Gubernur Ahok yang lagi ramai dibicarakan orang karena kasus Sumber Waras, reklamasi, kasus bus dan lainnya, ternyata memiliki tenaga yang diaku sebagai anak magang tapi bisa mengatur pertemuan Ahok dengan para taipan (konglomerat cina).

Untuk apa?

Untuk menyampaikan kemauan para taipan kepada Jkw lewat Ahok, menurut pengakuan sang pemagang.

Inilah beritanya.

***

Sunny Tanuwidjaja : Ahok dan Aguan Bertemu Sebulan Sekali

Sunny Tanuwidjaja

Jakarta – Sunny Tanuwidjaja memastikan Gubernur DKI Basuki Tjahaja Purnama pernah bertemu dengan bos Agung Sedayu Grup, Sugianto Kusuma. Pertemuan kadang sebulan kali. Tapi itu juga terjadi dengan pengusaha lainnya.

“Kalau dengan Pak Aguan mungkin sebulan sekalilah, kurang lebih seperti itu. Dengan yang lain juga seperti itu, rata-rata ketemunya sama kok. Enggak berbeda jauh,” kata Sunny di Balai Kota Jakarta, Senin (11/4/2016).
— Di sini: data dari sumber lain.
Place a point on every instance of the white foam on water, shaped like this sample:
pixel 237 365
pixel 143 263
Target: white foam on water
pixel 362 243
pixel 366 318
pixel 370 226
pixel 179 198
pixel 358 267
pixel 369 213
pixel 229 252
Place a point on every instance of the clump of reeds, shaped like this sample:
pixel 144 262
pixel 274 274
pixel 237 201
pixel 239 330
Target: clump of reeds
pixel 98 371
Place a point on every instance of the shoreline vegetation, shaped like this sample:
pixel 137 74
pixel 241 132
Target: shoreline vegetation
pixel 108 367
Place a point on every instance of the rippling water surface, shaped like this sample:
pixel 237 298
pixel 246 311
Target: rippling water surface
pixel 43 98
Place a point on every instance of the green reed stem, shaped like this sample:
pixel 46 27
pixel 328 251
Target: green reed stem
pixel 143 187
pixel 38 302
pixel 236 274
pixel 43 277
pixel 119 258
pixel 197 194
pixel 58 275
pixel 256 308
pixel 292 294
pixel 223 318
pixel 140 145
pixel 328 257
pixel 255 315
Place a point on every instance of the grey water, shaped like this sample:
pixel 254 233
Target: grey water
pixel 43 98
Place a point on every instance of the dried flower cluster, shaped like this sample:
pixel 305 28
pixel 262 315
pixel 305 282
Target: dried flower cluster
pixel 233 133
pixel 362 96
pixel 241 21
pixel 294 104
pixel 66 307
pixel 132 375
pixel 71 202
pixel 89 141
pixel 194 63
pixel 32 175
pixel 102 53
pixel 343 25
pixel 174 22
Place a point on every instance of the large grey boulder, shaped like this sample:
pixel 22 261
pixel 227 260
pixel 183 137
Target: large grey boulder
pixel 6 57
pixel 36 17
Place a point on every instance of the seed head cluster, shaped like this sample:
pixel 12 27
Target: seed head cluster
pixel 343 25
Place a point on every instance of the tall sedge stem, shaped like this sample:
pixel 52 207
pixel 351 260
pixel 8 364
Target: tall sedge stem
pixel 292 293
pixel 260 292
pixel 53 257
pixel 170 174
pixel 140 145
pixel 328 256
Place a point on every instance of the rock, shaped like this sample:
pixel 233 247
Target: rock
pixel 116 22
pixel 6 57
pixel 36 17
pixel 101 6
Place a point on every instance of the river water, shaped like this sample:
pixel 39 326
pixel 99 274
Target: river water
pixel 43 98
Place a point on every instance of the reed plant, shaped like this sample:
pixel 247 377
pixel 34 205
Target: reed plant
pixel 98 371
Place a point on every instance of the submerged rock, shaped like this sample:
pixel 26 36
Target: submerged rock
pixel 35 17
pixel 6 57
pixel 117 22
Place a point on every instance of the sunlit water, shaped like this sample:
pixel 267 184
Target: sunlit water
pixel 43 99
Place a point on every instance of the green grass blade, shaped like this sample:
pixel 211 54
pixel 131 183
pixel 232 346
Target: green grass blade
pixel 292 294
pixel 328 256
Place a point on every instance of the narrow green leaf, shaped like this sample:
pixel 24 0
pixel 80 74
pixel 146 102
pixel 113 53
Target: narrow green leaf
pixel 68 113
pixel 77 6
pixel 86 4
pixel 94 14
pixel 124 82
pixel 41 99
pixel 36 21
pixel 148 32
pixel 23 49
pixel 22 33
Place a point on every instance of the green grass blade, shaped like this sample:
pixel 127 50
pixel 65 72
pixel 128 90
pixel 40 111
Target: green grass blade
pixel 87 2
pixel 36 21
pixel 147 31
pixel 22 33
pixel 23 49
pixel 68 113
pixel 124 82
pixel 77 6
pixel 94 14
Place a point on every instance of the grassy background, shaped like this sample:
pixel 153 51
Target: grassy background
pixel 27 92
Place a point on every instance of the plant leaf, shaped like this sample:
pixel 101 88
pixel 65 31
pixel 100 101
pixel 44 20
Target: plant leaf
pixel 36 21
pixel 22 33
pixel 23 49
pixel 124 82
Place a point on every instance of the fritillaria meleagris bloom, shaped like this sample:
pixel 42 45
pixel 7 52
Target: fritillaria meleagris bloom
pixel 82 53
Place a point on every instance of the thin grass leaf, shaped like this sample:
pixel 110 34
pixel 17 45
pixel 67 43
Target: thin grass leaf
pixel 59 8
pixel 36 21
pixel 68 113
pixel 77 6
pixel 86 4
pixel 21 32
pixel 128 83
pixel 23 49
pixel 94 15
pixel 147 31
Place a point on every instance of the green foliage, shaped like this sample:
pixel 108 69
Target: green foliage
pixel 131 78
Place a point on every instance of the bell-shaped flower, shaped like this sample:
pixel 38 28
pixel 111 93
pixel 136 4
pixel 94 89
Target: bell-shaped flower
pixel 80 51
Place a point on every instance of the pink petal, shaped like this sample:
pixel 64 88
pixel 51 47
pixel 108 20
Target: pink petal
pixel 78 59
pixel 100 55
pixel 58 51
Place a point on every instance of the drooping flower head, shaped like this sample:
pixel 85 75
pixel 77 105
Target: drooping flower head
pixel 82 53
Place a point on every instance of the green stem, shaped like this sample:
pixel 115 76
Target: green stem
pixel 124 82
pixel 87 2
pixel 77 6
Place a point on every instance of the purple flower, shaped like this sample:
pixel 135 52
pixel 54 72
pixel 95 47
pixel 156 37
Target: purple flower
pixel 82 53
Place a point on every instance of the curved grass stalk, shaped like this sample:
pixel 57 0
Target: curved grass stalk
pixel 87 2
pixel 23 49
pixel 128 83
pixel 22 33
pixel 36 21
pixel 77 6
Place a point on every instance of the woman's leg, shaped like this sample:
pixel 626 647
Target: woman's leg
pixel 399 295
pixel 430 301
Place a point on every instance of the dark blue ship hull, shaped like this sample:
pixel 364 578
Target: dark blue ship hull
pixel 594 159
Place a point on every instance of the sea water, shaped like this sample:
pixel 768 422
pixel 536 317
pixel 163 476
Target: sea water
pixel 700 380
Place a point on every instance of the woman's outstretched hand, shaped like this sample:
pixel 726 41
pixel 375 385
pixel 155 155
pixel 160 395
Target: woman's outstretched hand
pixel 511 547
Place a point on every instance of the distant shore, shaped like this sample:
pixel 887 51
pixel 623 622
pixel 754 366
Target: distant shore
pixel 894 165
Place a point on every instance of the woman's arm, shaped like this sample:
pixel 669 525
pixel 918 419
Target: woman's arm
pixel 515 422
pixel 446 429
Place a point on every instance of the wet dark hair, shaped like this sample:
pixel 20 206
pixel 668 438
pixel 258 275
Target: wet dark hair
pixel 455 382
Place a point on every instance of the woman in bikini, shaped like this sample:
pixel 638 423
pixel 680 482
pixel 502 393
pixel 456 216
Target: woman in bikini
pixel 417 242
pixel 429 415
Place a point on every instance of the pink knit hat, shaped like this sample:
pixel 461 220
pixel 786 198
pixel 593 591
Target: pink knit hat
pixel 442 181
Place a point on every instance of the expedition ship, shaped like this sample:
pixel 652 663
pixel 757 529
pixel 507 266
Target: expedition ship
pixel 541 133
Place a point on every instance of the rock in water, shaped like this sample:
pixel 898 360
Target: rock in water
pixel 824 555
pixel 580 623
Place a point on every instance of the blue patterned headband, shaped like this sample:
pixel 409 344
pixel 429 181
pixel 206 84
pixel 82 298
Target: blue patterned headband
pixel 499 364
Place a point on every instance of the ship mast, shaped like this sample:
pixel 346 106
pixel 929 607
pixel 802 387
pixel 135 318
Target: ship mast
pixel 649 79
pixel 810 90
Menurut Sunny, peran dirinya hanya mengatur jadwal pertemuan saja. Namun bukan berarti setiap pertemuan diatur olehnya. Ada juga beberapa pengusaha yang langsung bertemu, atau melalui staf lainnya.

“Saya mengatur pertemuan antara Pak Ahok dengan berbagai macam pengusaha kok. Bukan mengatur loh ya, tapi Pak Ahok bilang, ‘Saya mau ketemu dia, tolong bisa dijadwalkan enggak?’ Atau pengusahanya bilang, ‘Saya mau ketemu Pak Ahok, tolong dijadwalkan, bisa enggak?” tegasnya.

“Sama, mau Pak Aguan, mau Pak Trihatma Kusuma Haliman (bos Agung Podomoro Land), mau siapapun. Enggak semua harus lewat saya. Kadang-kadang juga langsung. Lewat staf lain juga bisa. Tapi saya mengatur juga kadang-kadang,” sambungnya.

Pertemuan itu dilakukan sebagai jalan para pengusaha untuk menitipkan pesan kepada presiden Joko Widodo. Ahok selama ini dikenal dekat dengan Jokowi. Namun itu persepsi para pengusaha.

“Jadi mereka (pengusaha) suka ngobrol dengan Pak Gubernur, harapannya disampaikan kepada Pak Presiden. Begitu,” ungkapnya.